Learn about saving for retirement

02 April 2018 | Investing


Saving for retirement can seem like a daunting task, but it doesn’t have to be. Following these five steps can help improve your chances of investing success:

1. Start early

It’s never too late to begin planning and saving, but the earlier you start, the more time you have to benefit from the power of compounding investment returns.

2. Determine your retirement goals

Think about your goals for retirement and estimate the percentage of your current annual income that you’ll need in retirement. From there, you can get an idea of the total amount you’ll need to save in order to generate that income.

3. Choose your strategy and investments

A sound investment strategy starts with deciding how to divide your money among assets like stocks, bonds, and short-term reserves. Once you decide your asset allocation, you can implement it using low-cost, broadly diversified investments.

4. Select the accounts that will hold your investments

If you participate in an employer-sponsored plan that offers matching contributions, it’s sensible to contribute at least enough to receive the maximum match. Beyond that, your options for tax-advantaged savings include Registered Retirement Savings Plans (RRSPs) and Tax Free Savings Accounts (TFSAs).

5. Keep investment costs low

Every dollar you pay for management fees or trading commissions is a dollar less that could be earning a potential return. Over a period of 25 or 30 years these costs can eat into a significant portion of your nest egg.

A financial advisor can help

A skilled financial advisor has the training and insight to:

  • Create an investment strategy that can help meet your goals.
  • Recommend specific investments and account types.
  • Keep you focused on your objectives.
  • Monitor your portfolio during all types of markets.

Saving for retirement is the financial challenge of a lifetime. Whether you do it alone, or with the help of a professional, no amount of good luck can replace the advantages of good planning.

Important information

This material is for informational purposes only. This material is not intended to be relied upon as research, investment, or tax advice and is not an implied or express recommendation, offer or solicitation to buy or sell any security or to adopt any particular investment or portfolio strategy.
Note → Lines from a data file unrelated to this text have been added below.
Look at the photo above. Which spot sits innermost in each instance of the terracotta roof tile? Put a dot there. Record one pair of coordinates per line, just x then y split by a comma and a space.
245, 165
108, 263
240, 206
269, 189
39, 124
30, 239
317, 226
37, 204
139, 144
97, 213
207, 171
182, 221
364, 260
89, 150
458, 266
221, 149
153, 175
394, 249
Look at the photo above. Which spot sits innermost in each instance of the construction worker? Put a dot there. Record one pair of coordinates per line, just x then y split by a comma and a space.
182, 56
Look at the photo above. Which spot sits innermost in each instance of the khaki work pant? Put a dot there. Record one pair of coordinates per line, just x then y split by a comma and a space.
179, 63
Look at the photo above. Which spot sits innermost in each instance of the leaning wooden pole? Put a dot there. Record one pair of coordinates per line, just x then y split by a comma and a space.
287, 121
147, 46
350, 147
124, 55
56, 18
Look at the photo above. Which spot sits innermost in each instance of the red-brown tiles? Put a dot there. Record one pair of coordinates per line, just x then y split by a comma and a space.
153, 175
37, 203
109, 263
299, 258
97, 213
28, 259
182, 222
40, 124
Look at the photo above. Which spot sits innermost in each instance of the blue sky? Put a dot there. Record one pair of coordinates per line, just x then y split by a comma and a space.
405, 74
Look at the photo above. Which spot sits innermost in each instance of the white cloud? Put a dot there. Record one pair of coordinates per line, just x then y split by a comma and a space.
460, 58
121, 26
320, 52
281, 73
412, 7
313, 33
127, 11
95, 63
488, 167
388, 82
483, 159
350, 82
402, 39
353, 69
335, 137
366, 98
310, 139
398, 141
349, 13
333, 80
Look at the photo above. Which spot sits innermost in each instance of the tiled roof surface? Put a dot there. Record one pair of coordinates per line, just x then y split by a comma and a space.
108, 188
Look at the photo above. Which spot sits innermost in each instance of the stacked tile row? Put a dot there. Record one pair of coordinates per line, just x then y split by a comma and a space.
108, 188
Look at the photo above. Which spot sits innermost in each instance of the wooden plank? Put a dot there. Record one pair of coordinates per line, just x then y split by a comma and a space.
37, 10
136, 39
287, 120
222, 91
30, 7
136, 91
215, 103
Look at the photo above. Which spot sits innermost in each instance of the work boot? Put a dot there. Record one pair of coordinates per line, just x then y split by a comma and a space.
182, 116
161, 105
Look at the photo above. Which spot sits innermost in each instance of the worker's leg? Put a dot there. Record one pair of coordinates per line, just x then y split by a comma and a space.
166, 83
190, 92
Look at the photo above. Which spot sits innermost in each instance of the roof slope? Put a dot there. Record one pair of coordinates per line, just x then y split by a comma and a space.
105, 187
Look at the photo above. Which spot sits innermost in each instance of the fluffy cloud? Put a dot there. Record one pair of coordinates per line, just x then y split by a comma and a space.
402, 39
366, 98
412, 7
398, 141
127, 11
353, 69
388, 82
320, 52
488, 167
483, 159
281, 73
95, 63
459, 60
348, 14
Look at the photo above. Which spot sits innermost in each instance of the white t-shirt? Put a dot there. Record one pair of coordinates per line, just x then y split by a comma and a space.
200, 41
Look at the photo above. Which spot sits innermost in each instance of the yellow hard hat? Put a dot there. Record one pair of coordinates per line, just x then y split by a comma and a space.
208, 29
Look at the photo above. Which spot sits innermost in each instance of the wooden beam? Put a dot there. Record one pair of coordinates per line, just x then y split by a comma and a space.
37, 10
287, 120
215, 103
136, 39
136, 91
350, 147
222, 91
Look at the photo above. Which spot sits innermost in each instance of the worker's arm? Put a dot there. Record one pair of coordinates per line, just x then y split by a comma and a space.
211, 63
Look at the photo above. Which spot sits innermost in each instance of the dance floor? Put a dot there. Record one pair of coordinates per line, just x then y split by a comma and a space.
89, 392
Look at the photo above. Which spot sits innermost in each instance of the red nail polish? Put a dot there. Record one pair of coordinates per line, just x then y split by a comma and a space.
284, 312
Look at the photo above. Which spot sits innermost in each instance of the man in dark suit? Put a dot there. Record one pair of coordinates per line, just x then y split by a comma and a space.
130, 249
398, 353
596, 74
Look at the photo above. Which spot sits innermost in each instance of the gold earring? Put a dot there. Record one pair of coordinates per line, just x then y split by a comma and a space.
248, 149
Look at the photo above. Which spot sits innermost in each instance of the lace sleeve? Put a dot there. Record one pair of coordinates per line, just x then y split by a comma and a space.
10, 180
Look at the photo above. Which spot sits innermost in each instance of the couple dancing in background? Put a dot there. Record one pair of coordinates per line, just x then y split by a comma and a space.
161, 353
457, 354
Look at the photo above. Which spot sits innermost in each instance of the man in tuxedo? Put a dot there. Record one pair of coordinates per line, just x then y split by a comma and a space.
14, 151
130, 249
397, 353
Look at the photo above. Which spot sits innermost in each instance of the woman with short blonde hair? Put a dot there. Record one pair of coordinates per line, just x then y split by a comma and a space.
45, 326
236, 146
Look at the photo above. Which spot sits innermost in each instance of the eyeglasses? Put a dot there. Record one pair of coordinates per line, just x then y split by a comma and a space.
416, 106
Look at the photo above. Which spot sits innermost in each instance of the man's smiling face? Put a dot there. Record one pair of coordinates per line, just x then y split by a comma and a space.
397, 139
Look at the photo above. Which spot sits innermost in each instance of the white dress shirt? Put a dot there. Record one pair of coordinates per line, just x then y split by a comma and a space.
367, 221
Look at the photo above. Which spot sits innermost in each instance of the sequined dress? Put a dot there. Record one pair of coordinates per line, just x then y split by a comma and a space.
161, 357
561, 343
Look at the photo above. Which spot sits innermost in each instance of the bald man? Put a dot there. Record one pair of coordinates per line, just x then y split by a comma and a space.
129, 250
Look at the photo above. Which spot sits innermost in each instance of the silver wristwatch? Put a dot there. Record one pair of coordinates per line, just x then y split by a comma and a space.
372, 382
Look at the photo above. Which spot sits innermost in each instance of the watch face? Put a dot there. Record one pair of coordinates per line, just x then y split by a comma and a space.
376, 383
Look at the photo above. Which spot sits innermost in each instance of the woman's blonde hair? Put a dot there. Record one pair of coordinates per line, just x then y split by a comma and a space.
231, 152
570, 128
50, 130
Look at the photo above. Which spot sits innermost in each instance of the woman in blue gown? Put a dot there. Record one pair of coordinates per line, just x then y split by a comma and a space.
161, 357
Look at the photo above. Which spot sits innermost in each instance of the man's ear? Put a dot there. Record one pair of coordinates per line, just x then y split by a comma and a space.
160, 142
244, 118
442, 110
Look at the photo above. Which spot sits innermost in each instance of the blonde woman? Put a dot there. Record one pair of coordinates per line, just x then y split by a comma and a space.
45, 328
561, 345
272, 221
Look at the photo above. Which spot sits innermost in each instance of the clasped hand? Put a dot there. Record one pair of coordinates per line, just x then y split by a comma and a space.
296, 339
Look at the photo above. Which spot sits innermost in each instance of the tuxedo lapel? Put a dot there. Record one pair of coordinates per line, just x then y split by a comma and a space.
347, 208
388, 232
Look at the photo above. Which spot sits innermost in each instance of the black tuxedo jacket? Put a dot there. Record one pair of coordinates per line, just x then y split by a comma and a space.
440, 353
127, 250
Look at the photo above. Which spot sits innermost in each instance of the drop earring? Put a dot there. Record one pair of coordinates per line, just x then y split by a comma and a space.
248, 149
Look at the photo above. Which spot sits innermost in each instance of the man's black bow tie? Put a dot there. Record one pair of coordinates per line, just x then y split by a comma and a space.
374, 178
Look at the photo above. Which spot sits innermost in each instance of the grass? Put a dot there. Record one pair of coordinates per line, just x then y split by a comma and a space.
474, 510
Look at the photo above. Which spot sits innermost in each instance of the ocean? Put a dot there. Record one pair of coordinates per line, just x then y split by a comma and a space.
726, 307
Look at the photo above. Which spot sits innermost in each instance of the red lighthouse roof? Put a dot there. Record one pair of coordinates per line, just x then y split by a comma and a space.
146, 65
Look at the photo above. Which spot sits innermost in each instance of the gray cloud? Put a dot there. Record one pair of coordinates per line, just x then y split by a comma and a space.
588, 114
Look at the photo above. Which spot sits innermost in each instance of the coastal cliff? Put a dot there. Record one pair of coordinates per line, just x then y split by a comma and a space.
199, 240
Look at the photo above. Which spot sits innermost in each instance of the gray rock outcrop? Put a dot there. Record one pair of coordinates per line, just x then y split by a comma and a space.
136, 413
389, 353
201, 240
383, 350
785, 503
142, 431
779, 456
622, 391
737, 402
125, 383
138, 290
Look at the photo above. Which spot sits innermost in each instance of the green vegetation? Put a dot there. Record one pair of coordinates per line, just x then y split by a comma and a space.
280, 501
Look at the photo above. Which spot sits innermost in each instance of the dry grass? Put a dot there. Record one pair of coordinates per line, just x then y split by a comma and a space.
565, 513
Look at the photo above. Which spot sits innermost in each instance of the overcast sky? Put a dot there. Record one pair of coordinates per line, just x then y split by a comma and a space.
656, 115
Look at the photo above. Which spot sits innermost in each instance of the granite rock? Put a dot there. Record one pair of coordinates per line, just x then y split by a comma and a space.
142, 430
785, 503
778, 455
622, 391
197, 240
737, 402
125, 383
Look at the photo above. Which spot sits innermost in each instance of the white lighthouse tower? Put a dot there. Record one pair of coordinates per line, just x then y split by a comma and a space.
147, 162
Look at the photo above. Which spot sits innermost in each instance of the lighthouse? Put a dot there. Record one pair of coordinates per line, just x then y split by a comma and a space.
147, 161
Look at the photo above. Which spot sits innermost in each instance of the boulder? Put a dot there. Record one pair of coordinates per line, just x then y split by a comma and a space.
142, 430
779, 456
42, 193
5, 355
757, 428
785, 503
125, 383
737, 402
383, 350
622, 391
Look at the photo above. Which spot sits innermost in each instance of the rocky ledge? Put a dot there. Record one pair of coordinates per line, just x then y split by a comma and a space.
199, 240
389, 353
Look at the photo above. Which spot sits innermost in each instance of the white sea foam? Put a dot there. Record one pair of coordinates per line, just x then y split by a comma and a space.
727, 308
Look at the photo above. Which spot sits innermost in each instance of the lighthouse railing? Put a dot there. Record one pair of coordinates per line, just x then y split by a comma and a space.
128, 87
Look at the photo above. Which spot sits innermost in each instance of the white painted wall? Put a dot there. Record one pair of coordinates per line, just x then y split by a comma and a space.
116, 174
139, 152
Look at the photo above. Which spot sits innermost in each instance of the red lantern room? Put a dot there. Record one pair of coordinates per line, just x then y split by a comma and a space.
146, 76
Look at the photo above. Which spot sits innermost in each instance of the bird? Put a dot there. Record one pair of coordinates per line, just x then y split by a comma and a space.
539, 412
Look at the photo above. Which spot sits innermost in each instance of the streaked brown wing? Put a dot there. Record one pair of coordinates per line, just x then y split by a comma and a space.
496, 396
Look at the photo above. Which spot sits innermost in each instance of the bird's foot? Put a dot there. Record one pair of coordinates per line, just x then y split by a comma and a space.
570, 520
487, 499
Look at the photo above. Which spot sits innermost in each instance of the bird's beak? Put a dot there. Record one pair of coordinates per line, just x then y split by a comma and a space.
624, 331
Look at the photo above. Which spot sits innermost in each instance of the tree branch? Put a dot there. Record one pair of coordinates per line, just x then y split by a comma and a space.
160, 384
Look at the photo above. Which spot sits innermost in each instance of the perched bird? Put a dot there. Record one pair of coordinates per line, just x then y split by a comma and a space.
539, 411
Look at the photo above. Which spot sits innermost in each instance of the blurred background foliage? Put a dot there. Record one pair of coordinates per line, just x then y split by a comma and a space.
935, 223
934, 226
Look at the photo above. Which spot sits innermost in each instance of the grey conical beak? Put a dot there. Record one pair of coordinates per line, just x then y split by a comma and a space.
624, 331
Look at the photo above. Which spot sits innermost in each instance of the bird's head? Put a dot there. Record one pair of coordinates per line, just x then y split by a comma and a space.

Any views and opinions expressed do not take into account the particular investment objectives, needs, restrictions and circumstances of a specific investor and, thus, should not be used as the basis of any specific investment recommendation. Please consult your financial and/or tax advisor for financial and/or tax information applicable to your specific situation.

While this information has been compiled from sources believed to be reliable, Vanguard

Investments Canada Inc. does not guarantee the accuracy, completeness, timeliness or reliability of this information or any results from its use.

All investments, including those that seek to track indexes, are subject to risk, including the possible loss of principal. Diversification does not ensure a profit or protect against a loss in a declining market.